Feature and Integration Matrix for Accuracy Workflows

A model with a lower hallucination rate on a public benchmark is not enough. The deployment layer must expose the controls that let teams prove, constrain, and audit the answer. For OpenAI, the relevant controls include the Responses API, reasoning effort, tool calling, structured outputs, batch processing, cached inputs, data residency options, and multimodal inputs depending on model. OpenAI’s GPT-5.5 developer guidance also tells teams to tune reasoning effort rather than always maximising it, because higher effort can increase latency and cost without improving every task.

For Anthropic, the reliability stack includes the Messages API, tool use, prompt caching, batch processing, long-context support on specific models, Claude Code workflows, context compaction, dynamic workflows in Claude Code, and first-party or cloud-provider deployment routes. Anthropic’s pricing documentation also reveals an important engineering detail: tool use can add hidden system-prompt tokens before the model even answers. That matters when comparing cost and latency across agents.

Google’s Gemini API brings multimodal input, long context, context caching, grounding with Google Search or Maps on supported models, Google AI Studio, Vertex AI routes, and, in June 2026 release notes, public preview support for Computer Use in Gemini 3.5 Flash. Perplexity’s API platform separates Sonar, Search, Agent, and Embeddings APIs. That architecture is useful when the product needs grounded answers, raw ranked results, multi-provider agents, or vector retrieval under one vendor.

The core insight is that accuracy engineering is a systems problem. A Perplexity AI statistics page may explain adoption and API context, but reliability in production comes from the feature set you can monitor. Structured output reduces schema drift, not factual drift. Search grounding reduces unsupported recall, not source misreading. Long context helps with large files, but context rot and retrieval noise can still degrade recall. The best teams therefore benchmark both the model and the surrounding control plane.

Provider	Accuracy-Relevant Features	Useful Integrations
OpenAI	Responses API, reasoning effort, tools, structured outputs, cached input, Batch, Flex, Priority, data residency	Custom tools, enterprise data controls, multimodal workflows, audit logging
Anthropic	Messages API, tool use, prompt caching, batch processing, 1M context on supported models, context compaction, Claude Code	Amazon Bedrock, Google Vertex AI, MCP-style tool ecosystems, coding agents
Google Gemini	Long context, context caching, Search grounding, Maps grounding, multimodal input, Computer Use preview	Google AI Studio, Vertex AI, Workspace and cloud-native data systems
Perplexity	Sonar, Search API, Agent API, Embeddings, streaming, structured outputs, citations, search context controls	SDKs, multi-provider agents, web search, URL fetching, retrieval-heavy research products

Deployment Workflow: How to Benchmark Your Own Hallucination Rate

Public leaderboards are starting points. The correct ai hallucination rate comparison 2026 for an enterprise is the one run on its own workload. A useful evaluation normally needs 500 to 2,000 prompts, not twenty cherry-picked examples. The prompt set should include easy cases, adversarial false premises, missing-information cases, ambiguous user language, long documents, stale facts, edge cases, and questions where the correct response is refusal or clarification.

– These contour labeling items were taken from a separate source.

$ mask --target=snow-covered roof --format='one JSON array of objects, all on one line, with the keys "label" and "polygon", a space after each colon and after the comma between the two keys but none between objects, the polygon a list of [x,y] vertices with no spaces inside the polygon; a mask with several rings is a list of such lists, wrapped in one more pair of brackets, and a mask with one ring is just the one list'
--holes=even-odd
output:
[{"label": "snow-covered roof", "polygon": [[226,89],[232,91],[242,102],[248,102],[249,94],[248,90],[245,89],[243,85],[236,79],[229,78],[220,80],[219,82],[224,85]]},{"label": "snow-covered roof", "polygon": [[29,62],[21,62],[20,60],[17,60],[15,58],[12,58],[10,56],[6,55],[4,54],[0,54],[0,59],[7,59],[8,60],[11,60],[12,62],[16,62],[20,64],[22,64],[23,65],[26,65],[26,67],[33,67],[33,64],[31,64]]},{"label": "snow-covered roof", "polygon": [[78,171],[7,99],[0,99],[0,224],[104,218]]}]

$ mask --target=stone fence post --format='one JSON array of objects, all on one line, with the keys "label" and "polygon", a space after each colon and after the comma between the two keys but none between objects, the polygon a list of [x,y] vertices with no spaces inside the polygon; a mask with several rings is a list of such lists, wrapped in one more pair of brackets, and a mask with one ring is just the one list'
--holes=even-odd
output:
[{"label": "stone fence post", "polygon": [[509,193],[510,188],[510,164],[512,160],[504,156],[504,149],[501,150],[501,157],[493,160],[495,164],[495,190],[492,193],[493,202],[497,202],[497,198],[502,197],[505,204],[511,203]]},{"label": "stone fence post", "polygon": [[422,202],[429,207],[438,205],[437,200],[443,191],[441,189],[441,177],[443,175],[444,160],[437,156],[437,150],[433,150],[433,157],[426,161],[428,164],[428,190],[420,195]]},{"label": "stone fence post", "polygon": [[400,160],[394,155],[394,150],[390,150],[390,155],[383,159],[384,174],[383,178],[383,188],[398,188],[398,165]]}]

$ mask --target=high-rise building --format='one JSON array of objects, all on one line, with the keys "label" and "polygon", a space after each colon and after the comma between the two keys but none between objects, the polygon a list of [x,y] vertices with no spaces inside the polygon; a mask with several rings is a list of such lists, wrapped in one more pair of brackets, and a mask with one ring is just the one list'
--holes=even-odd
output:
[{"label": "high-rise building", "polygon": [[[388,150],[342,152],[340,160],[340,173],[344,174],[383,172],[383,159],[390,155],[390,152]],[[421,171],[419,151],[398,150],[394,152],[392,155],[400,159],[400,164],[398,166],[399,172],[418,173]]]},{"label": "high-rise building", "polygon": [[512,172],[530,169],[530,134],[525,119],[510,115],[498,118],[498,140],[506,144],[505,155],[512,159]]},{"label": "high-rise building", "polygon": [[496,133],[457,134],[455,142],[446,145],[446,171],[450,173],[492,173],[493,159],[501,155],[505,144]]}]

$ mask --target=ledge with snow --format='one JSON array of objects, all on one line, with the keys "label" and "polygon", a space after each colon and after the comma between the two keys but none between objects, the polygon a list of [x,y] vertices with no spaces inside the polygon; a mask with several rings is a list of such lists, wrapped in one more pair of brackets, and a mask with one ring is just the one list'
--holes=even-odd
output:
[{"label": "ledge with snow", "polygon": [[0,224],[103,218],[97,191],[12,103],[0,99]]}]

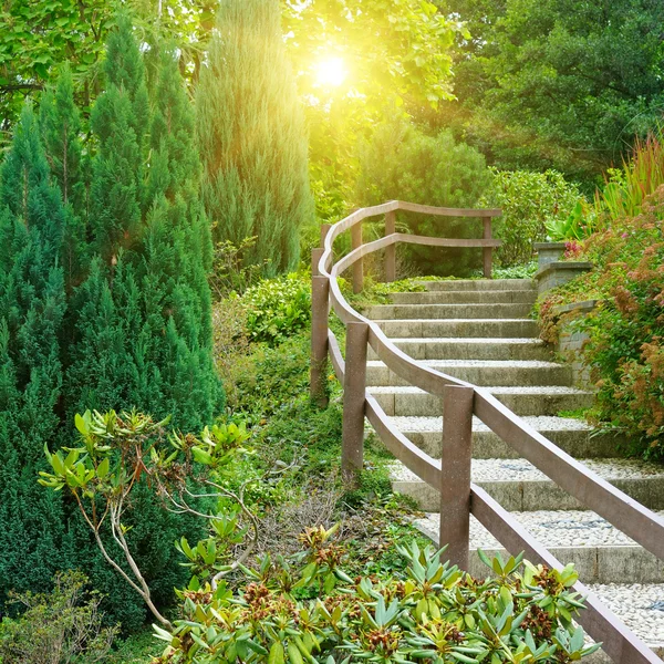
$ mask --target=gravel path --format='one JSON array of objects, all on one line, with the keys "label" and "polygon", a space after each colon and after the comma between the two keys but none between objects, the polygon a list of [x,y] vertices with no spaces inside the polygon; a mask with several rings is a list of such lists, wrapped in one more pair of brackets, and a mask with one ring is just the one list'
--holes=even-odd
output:
[{"label": "gravel path", "polygon": [[[636,546],[634,540],[593,511],[541,510],[510,513],[547,548]],[[664,517],[664,510],[656,513]],[[414,525],[437,540],[439,520],[438,513],[428,512],[422,519],[415,519]],[[475,517],[470,517],[470,546],[483,549],[502,548]]]},{"label": "gravel path", "polygon": [[[639,459],[580,459],[590,470],[605,479],[664,477],[664,467]],[[391,476],[397,481],[421,480],[400,461],[391,464]],[[551,481],[526,459],[473,459],[473,481]]]},{"label": "gravel path", "polygon": [[499,338],[480,338],[480,336],[404,336],[390,338],[393,343],[458,343],[458,344],[477,344],[477,345],[544,345],[541,339],[533,336],[499,336]]},{"label": "gravel path", "polygon": [[[543,360],[417,360],[418,364],[430,366],[432,369],[446,369],[455,366],[458,369],[468,369],[479,366],[483,369],[552,369],[561,366],[557,362],[544,362]],[[367,367],[385,366],[380,360],[370,360]]]},{"label": "gravel path", "polygon": [[[401,432],[442,432],[443,417],[391,417],[393,424]],[[521,417],[526,424],[531,426],[537,432],[559,432],[559,430],[591,430],[591,427],[581,419],[572,417],[553,417],[553,416],[533,416]],[[473,418],[474,432],[488,432],[489,427],[478,417]]]},{"label": "gravel path", "polygon": [[664,644],[664,584],[589,585],[645,643]]},{"label": "gravel path", "polygon": [[[366,390],[370,394],[428,394],[424,390],[411,385],[372,385]],[[508,385],[505,387],[484,387],[483,390],[491,394],[588,394],[583,390],[563,385]]]}]

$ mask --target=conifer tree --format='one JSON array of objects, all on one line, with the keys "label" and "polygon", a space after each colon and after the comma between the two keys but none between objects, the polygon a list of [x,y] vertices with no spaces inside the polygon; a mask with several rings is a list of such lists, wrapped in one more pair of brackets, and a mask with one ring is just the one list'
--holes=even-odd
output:
[{"label": "conifer tree", "polygon": [[35,481],[60,427],[64,212],[25,106],[0,169],[0,600],[44,587],[65,560],[61,499]]},{"label": "conifer tree", "polygon": [[62,193],[64,229],[62,267],[68,292],[77,286],[86,262],[85,227],[87,203],[81,118],[74,103],[74,85],[69,65],[64,65],[55,90],[46,90],[40,106],[40,121],[51,174]]},{"label": "conifer tree", "polygon": [[215,240],[258,237],[250,261],[292,269],[313,214],[308,141],[278,0],[225,0],[196,95],[203,193]]},{"label": "conifer tree", "polygon": [[144,147],[149,107],[145,68],[129,19],[121,14],[108,39],[107,85],[92,111],[98,139],[91,186],[93,248],[107,264],[121,249],[141,242],[144,209]]},{"label": "conifer tree", "polygon": [[[123,30],[131,35],[131,25],[121,22],[118,32]],[[143,64],[126,34],[113,39],[124,46],[110,48],[108,72],[126,69],[132,52]],[[173,415],[175,426],[196,432],[222,406],[206,278],[211,240],[200,203],[191,104],[173,54],[165,51],[160,61],[145,149],[133,126],[135,104],[127,92],[132,81],[143,80],[141,72],[132,69],[129,82],[113,79],[93,110],[100,146],[91,185],[92,196],[100,196],[92,212],[97,216],[91,216],[96,256],[73,297],[75,343],[66,403],[70,421],[87,408],[137,408],[155,417]],[[147,148],[151,159],[144,169]],[[172,542],[187,531],[196,539],[199,526],[165,513],[147,494],[135,513],[141,515],[132,525],[141,532],[134,538],[135,557],[155,599],[169,598],[173,585],[183,581]],[[100,587],[106,588],[105,580]],[[125,602],[135,611],[134,598]],[[126,619],[125,608],[120,615]]]},{"label": "conifer tree", "polygon": [[144,281],[148,355],[160,386],[159,409],[196,430],[222,405],[212,364],[209,225],[199,199],[194,115],[175,54],[159,58],[151,127],[152,208]]}]

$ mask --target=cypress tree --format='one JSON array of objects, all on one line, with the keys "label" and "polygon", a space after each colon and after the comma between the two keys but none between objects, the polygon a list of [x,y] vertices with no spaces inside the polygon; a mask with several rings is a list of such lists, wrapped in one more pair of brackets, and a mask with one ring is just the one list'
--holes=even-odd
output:
[{"label": "cypress tree", "polygon": [[[112,43],[123,48],[108,49],[106,69],[125,74],[108,75],[92,115],[98,137],[91,185],[98,198],[90,224],[96,256],[73,297],[69,417],[86,408],[137,408],[155,417],[170,414],[175,426],[196,432],[214,419],[224,394],[212,363],[206,278],[211,239],[200,203],[193,110],[176,60],[164,51],[152,120],[144,117],[141,129],[135,125],[132,90],[144,89],[143,70],[127,62],[136,56],[143,66],[143,60],[131,24],[121,21],[118,33]],[[151,155],[146,166],[144,153]],[[147,490],[134,513],[135,557],[155,599],[169,600],[185,575],[172,543],[183,533],[195,540],[200,525],[165,513]],[[112,581],[93,578],[102,590]],[[135,620],[139,600],[133,599],[123,598],[126,605],[114,605],[114,613]]]},{"label": "cypress tree", "polygon": [[62,266],[68,292],[80,283],[85,269],[87,217],[81,118],[74,103],[69,65],[63,66],[55,90],[46,90],[40,106],[40,122],[46,159],[60,186],[64,204]]},{"label": "cypress tree", "polygon": [[299,260],[313,214],[308,141],[278,0],[225,0],[196,95],[203,194],[215,240],[258,237],[268,276]]},{"label": "cypress tree", "polygon": [[212,364],[209,225],[199,199],[200,160],[194,115],[175,54],[165,49],[151,127],[152,208],[147,219],[142,292],[144,338],[153,374],[159,376],[159,409],[177,426],[196,430],[222,406]]},{"label": "cypress tree", "polygon": [[104,63],[106,91],[92,111],[98,139],[91,186],[93,249],[115,264],[121,249],[141,242],[144,209],[144,160],[149,123],[145,69],[132,23],[118,17],[108,38]]},{"label": "cypress tree", "polygon": [[60,427],[64,212],[25,106],[0,169],[0,599],[69,563],[61,498],[37,485]]}]

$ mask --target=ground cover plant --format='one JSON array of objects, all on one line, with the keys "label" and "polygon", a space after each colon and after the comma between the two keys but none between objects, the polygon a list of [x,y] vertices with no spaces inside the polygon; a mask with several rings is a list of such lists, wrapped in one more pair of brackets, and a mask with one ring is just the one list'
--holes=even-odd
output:
[{"label": "ground cover plant", "polygon": [[[662,184],[658,141],[639,144],[632,162],[609,172],[594,206],[579,194],[592,199],[608,145],[618,142],[611,160],[620,163],[623,144],[653,128],[662,91],[652,7],[611,6],[595,20],[596,8],[578,2],[561,11],[527,1],[525,19],[511,6],[475,0],[120,4],[0,8],[1,664],[42,655],[50,664],[145,664],[158,655],[145,631],[151,611],[169,634],[191,618],[186,593],[206,614],[234,611],[231,598],[246,601],[261,566],[266,596],[294,602],[325,634],[325,656],[323,646],[295,643],[303,660],[385,658],[398,630],[395,652],[409,656],[413,640],[434,639],[425,632],[438,625],[428,602],[425,624],[419,600],[414,609],[415,595],[402,592],[416,567],[411,543],[438,563],[409,523],[414,506],[392,494],[390,456],[374,437],[359,488],[340,479],[332,370],[330,406],[308,395],[311,274],[302,262],[322,222],[392,197],[475,206],[484,196],[502,207],[499,278],[531,276],[530,247],[544,230],[570,240],[570,258],[589,256],[599,268],[541,305],[547,329],[554,334],[547,313],[554,302],[583,291],[615,298],[591,335],[605,374],[600,419],[620,406],[620,421],[609,424],[660,454],[661,201],[647,198]],[[543,50],[531,38],[521,43],[522,19],[532,19]],[[619,45],[611,56],[608,44]],[[563,71],[568,55],[587,65],[594,58],[601,81]],[[528,145],[518,144],[523,136]],[[481,234],[477,220],[406,215],[397,228]],[[582,243],[590,231],[594,239]],[[365,239],[383,232],[382,219],[365,224]],[[335,251],[347,250],[344,241]],[[635,262],[649,241],[654,253]],[[380,257],[366,257],[367,289],[352,295],[343,283],[344,293],[363,307],[388,302],[394,290],[423,290],[418,273],[479,277],[479,250],[443,261],[427,251],[398,251],[398,273],[409,279],[395,284],[381,284]],[[331,326],[343,347],[333,315]],[[37,484],[40,471],[49,490]],[[314,542],[335,525],[332,539]],[[331,588],[328,572],[305,573],[308,557],[326,549],[343,554],[339,569],[352,582],[336,575]],[[284,573],[307,580],[286,603],[276,583]],[[194,582],[176,598],[173,589],[191,574],[198,589]],[[491,593],[501,574],[495,569],[487,582],[487,608],[498,606]],[[340,620],[311,603],[319,582],[328,604],[346,602]],[[207,596],[206,583],[227,590]],[[485,592],[474,584],[455,588]],[[369,653],[362,616],[376,622],[377,595],[382,619],[394,600],[398,618],[381,625],[390,636]],[[517,598],[513,616],[521,600],[530,601]],[[508,603],[498,606],[504,614]],[[560,615],[556,627],[567,633]],[[115,629],[121,637],[106,652]],[[579,637],[561,633],[556,653],[551,642],[540,654],[564,658],[571,646],[562,643],[577,640],[575,647]],[[269,658],[273,634],[257,639],[249,656]],[[284,660],[297,661],[281,641]],[[201,656],[183,643],[174,657]],[[476,649],[458,647],[466,646]],[[457,661],[479,654],[458,647]]]}]

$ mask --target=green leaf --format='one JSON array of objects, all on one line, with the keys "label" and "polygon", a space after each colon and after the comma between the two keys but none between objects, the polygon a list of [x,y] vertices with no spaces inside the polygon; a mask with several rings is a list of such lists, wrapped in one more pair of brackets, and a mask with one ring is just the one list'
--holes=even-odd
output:
[{"label": "green leaf", "polygon": [[106,475],[108,475],[108,468],[111,467],[111,461],[108,457],[106,457],[98,466],[97,466],[97,477],[100,479],[104,479]]},{"label": "green leaf", "polygon": [[284,664],[283,661],[283,645],[278,641],[272,644],[270,649],[270,655],[268,656],[268,664]]}]

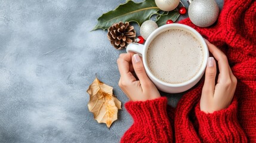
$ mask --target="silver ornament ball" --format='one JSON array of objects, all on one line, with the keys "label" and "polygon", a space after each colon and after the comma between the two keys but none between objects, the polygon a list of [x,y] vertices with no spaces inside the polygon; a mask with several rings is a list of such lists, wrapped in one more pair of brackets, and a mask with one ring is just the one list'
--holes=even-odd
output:
[{"label": "silver ornament ball", "polygon": [[208,27],[218,19],[220,10],[215,0],[188,1],[189,17],[194,24],[199,27]]},{"label": "silver ornament ball", "polygon": [[154,21],[150,20],[145,21],[140,26],[140,35],[144,39],[146,40],[149,35],[158,28],[158,24]]}]

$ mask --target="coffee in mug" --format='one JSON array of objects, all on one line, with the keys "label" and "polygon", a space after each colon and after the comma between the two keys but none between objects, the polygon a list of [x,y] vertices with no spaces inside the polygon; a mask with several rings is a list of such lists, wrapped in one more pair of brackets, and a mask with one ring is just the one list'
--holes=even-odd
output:
[{"label": "coffee in mug", "polygon": [[194,29],[174,23],[153,32],[145,45],[129,44],[127,52],[142,56],[146,72],[159,90],[182,92],[203,76],[209,57],[203,38]]},{"label": "coffee in mug", "polygon": [[147,63],[160,80],[181,83],[192,79],[203,60],[202,45],[190,32],[169,29],[156,36],[149,45]]}]

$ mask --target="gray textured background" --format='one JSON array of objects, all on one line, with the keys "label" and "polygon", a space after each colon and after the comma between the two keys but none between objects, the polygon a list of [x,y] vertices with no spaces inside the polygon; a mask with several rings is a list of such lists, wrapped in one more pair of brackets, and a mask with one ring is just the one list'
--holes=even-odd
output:
[{"label": "gray textured background", "polygon": [[[0,142],[120,141],[132,123],[118,85],[116,59],[125,51],[110,45],[106,31],[90,30],[125,2],[0,1]],[[122,102],[109,130],[87,107],[96,73]],[[175,106],[181,95],[168,97]]]}]

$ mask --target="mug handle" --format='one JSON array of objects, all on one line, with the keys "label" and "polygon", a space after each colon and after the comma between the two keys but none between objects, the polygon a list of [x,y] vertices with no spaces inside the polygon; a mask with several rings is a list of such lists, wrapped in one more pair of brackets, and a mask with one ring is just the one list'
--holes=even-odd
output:
[{"label": "mug handle", "polygon": [[131,43],[128,45],[127,47],[127,52],[135,52],[138,54],[140,57],[142,57],[143,49],[144,45],[137,43]]}]

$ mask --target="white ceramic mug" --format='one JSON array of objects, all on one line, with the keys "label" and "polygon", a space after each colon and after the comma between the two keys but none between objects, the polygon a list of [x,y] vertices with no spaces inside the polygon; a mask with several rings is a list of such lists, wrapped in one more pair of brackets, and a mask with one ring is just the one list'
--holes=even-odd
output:
[{"label": "white ceramic mug", "polygon": [[[152,40],[154,39],[154,38],[159,34],[169,29],[182,29],[192,33],[192,35],[196,39],[197,39],[198,41],[199,41],[203,51],[203,63],[199,72],[190,80],[181,83],[172,84],[160,80],[151,73],[149,69],[149,67],[146,62],[147,51]],[[145,67],[146,72],[149,77],[154,83],[158,89],[167,93],[182,92],[190,89],[193,86],[195,86],[200,80],[200,79],[202,78],[202,76],[203,75],[206,66],[207,65],[208,58],[209,57],[209,51],[207,45],[202,36],[196,30],[192,28],[191,27],[177,23],[166,24],[158,28],[150,34],[146,41],[144,45],[137,43],[132,43],[129,44],[127,48],[127,52],[136,52],[140,56],[142,56],[144,67]]]}]

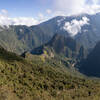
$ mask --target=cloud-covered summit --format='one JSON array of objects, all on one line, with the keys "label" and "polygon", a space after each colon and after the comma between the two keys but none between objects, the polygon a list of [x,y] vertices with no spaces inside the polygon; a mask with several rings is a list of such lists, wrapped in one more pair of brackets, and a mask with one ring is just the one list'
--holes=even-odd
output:
[{"label": "cloud-covered summit", "polygon": [[89,19],[87,17],[82,17],[81,20],[73,19],[71,22],[65,22],[63,29],[67,31],[70,36],[75,36],[81,32],[81,27],[84,25],[89,25]]}]

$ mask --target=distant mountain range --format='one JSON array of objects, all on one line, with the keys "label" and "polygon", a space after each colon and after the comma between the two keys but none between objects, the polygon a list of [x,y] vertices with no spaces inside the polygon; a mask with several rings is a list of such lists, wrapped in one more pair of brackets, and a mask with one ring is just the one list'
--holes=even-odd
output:
[{"label": "distant mountain range", "polygon": [[21,54],[47,43],[55,34],[73,37],[90,49],[100,40],[100,13],[96,15],[58,16],[36,26],[0,27],[0,45]]}]

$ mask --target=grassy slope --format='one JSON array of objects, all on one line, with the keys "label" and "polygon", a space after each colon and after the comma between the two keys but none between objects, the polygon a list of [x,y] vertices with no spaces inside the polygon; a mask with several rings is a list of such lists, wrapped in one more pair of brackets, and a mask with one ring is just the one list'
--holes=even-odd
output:
[{"label": "grassy slope", "polygon": [[74,77],[55,63],[35,56],[31,62],[0,48],[0,100],[99,100],[99,82]]}]

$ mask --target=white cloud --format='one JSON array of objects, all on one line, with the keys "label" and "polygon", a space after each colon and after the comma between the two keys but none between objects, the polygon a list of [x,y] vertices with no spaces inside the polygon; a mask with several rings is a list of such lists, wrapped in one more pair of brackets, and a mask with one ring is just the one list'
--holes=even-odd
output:
[{"label": "white cloud", "polygon": [[44,15],[42,13],[39,13],[38,17],[39,17],[39,21],[42,21],[45,19]]},{"label": "white cloud", "polygon": [[0,13],[0,26],[9,26],[9,25],[27,25],[32,26],[39,24],[39,21],[32,17],[15,17],[11,18],[8,16],[8,12],[3,9]]},{"label": "white cloud", "polygon": [[[88,3],[87,3],[88,2]],[[80,13],[95,14],[100,12],[100,1],[91,0],[54,0],[53,8],[55,14],[59,15],[74,15]]]},{"label": "white cloud", "polygon": [[51,14],[52,13],[52,11],[50,9],[47,9],[46,12],[47,12],[47,14]]},{"label": "white cloud", "polygon": [[89,19],[87,17],[82,17],[81,20],[72,20],[71,22],[66,22],[63,29],[69,33],[70,36],[75,36],[81,32],[81,27],[88,25]]}]

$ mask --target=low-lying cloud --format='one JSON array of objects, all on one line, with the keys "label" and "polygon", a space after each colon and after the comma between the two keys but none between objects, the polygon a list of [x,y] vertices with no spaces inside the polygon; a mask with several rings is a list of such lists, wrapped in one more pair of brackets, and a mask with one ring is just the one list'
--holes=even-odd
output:
[{"label": "low-lying cloud", "polygon": [[54,0],[55,13],[74,15],[80,13],[95,14],[100,12],[99,0]]},{"label": "low-lying cloud", "polygon": [[9,25],[27,25],[32,26],[39,24],[38,20],[35,20],[32,17],[15,17],[11,18],[8,16],[8,12],[6,10],[1,10],[0,13],[0,26],[9,26]]},{"label": "low-lying cloud", "polygon": [[81,20],[72,20],[71,22],[66,22],[63,29],[69,33],[70,36],[75,36],[81,32],[81,27],[89,24],[89,19],[87,17],[82,17]]}]

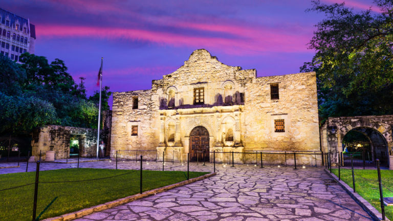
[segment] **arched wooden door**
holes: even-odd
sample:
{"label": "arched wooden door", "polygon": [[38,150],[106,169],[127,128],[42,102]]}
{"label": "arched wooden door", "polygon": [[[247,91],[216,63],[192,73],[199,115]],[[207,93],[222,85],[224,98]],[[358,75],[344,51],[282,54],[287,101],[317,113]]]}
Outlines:
{"label": "arched wooden door", "polygon": [[209,131],[202,126],[194,127],[190,133],[190,161],[196,161],[199,158],[202,161],[204,154],[200,152],[204,152],[204,160],[208,161],[209,151]]}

Step one is to define the unit of error. In product data, an error might be a wrong attribute, false compatibility claim, or unverified stock statement. In legal summarisation, it might be a fabricated case, misquoted clause, wrong jurisdiction, or unsupported inference. In news summarisation, it might be a time error, misattributed quote, stale source, or failure to mark uncertainty. Each output should be graded at claim level, not just response level, because one bad sentence can poison an otherwise useful answer.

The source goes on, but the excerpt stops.